I'd hire this guy in a flash. This kind of stunt shows a level of creativity, commitment and out of the box thinking that's worth more than any college degree.
You can get a degree for very cheap, even a decent one.
1. Find a good state school
2 Pick a degree and read all the requirements for that degree very carefully.
3. Look in the transfer database for that school. Take every course that can transfer in exactly from a local community college
4. Take the rest of the courses from that state school.
I got my Engineering degree without taking a single general elective from the school. Everything came from online/summer community college courses for 1/4 the price. Most people spend to much at college because they go where it is convenient and they don't pick a degree until the 3rd or 4th year.
Is not just "regionally" accredited - it falls under the SUNY accreditation, and is a real, valid college degree. I should know: I have a BS from there (or rather, from when it was called Regents' College). You get accredited credits from colleges, accredited tests, etc, and when you have the right point spread, you get your degree. None of this crap from every other college about "oh, well, yes, you took compiler design there, but they have a different *emphasis*, and so we'll only call it an anonymous in-program upper-level elective, and you'll have to take it again", as UT at Austin told me in '91.
There's also no more of this "you have to take the last 30 or 60 credits of your degree *here* (and pay us the money), and those credits aren't transferrable....
It was created in '72 specifically for nursing and... can't remember, another program - students who were in the military, and "yes, we know you're three months from your degree, but Uncle is sending you to Germany for the next two years."
Note this is *not* U of Phoenix, or some such, nor just a "credit bank".

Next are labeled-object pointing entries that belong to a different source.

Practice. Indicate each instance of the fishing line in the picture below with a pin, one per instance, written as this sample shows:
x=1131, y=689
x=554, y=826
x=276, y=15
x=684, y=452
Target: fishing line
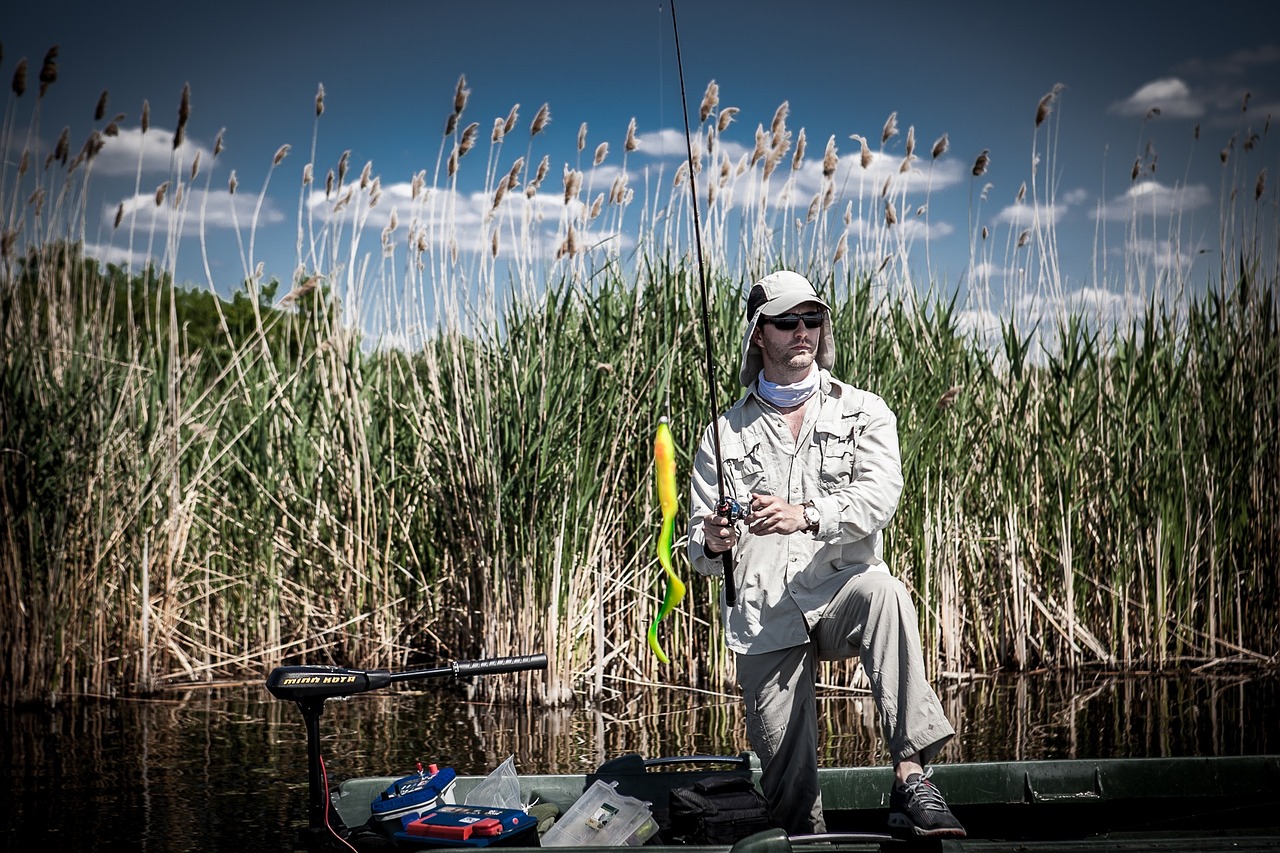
x=723, y=506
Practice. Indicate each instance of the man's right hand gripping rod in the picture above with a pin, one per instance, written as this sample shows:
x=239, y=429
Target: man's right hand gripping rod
x=735, y=512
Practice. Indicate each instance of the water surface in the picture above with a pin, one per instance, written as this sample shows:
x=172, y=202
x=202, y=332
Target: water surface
x=224, y=769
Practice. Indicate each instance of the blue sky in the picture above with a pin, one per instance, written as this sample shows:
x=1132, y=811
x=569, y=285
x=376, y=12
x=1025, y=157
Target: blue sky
x=973, y=72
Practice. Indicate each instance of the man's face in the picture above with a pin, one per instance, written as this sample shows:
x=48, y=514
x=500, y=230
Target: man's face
x=787, y=351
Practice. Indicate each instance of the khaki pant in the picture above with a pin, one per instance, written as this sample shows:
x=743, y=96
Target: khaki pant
x=872, y=617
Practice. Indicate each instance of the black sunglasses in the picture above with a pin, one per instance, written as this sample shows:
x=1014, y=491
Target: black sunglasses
x=789, y=322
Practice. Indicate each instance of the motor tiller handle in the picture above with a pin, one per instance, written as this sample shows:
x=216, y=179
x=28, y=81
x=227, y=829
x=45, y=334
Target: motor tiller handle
x=493, y=665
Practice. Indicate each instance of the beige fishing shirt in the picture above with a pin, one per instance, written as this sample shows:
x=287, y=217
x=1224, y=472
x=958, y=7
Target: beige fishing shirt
x=845, y=460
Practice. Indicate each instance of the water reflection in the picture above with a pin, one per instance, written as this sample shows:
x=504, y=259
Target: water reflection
x=224, y=770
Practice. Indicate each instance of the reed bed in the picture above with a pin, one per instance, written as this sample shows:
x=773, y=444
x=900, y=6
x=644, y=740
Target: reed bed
x=437, y=443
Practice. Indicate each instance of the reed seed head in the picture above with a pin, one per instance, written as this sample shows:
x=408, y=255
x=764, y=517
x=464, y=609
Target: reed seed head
x=1043, y=109
x=711, y=100
x=979, y=165
x=890, y=129
x=865, y=156
x=460, y=95
x=799, y=154
x=469, y=138
x=60, y=149
x=830, y=159
x=540, y=119
x=49, y=69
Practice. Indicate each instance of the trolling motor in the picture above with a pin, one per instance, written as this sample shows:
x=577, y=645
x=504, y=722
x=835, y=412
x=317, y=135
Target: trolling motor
x=311, y=685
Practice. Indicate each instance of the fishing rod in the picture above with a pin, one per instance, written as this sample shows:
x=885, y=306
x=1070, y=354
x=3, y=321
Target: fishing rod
x=725, y=506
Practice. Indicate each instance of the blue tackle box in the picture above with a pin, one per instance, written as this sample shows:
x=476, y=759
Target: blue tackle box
x=412, y=794
x=469, y=826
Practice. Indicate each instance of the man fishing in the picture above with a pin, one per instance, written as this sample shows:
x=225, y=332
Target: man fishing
x=814, y=465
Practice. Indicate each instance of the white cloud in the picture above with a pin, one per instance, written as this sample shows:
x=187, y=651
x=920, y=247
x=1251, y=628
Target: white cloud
x=1170, y=95
x=1153, y=199
x=188, y=215
x=122, y=154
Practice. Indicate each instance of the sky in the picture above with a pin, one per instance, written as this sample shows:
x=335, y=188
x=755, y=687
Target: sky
x=1133, y=85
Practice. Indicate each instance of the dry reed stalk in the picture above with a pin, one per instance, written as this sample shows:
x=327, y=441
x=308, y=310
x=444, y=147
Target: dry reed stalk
x=540, y=121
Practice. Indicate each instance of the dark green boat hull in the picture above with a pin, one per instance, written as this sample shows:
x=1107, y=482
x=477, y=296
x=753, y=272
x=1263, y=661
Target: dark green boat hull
x=1225, y=803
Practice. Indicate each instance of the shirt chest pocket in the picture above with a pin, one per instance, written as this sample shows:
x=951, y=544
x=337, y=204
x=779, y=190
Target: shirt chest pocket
x=837, y=439
x=745, y=468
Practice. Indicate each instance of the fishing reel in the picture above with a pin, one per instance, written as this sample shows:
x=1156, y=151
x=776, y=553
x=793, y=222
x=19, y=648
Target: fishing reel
x=732, y=510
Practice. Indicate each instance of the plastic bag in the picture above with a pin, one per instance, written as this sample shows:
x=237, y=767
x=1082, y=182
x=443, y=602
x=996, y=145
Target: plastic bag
x=501, y=788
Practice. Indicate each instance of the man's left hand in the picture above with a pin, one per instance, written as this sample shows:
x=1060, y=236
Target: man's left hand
x=771, y=514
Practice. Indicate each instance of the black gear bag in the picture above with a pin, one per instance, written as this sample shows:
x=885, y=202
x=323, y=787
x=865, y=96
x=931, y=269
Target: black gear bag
x=717, y=810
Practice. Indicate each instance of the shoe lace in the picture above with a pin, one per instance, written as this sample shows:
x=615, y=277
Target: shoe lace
x=927, y=794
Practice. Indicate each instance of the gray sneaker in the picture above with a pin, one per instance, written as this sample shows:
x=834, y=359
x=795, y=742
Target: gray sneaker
x=917, y=808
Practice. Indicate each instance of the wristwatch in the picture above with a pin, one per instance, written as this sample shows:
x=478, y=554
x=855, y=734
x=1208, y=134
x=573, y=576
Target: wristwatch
x=812, y=518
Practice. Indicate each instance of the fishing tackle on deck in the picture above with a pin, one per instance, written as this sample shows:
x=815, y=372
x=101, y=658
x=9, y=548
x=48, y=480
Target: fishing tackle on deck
x=664, y=477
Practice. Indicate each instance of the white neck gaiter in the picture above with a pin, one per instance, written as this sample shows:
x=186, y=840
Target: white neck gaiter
x=789, y=396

mark, BS, CIS '95, and proud of it.
I received a BS in Liberal Arts from Excelsior College without having taken a single college class, for a total of about $600. I took 30 CLEP, DANTE, and Excelsior exams and transferred some military credits.
Tic-Tac-Toe, Global Thermonuclear War, and relationships all have the same winning move.
Any society that does not enable citizens to persue higher education if they wish fails at civilization. We do not exist merely to eat sleep shit and fuck. No everybody doesn't need to go to college, everybody shouldn't need to or have to go to college. But everybody deserves the chance to better themselves, and society as a whole benefits when they do.
It's deeply troubling that the response to "tuitions are too high" is "not everyone needs to go to college" these days. Education is not a luxury that we can afford to go without, it is civilization itself.
Give me Classic Slashdot or give me death!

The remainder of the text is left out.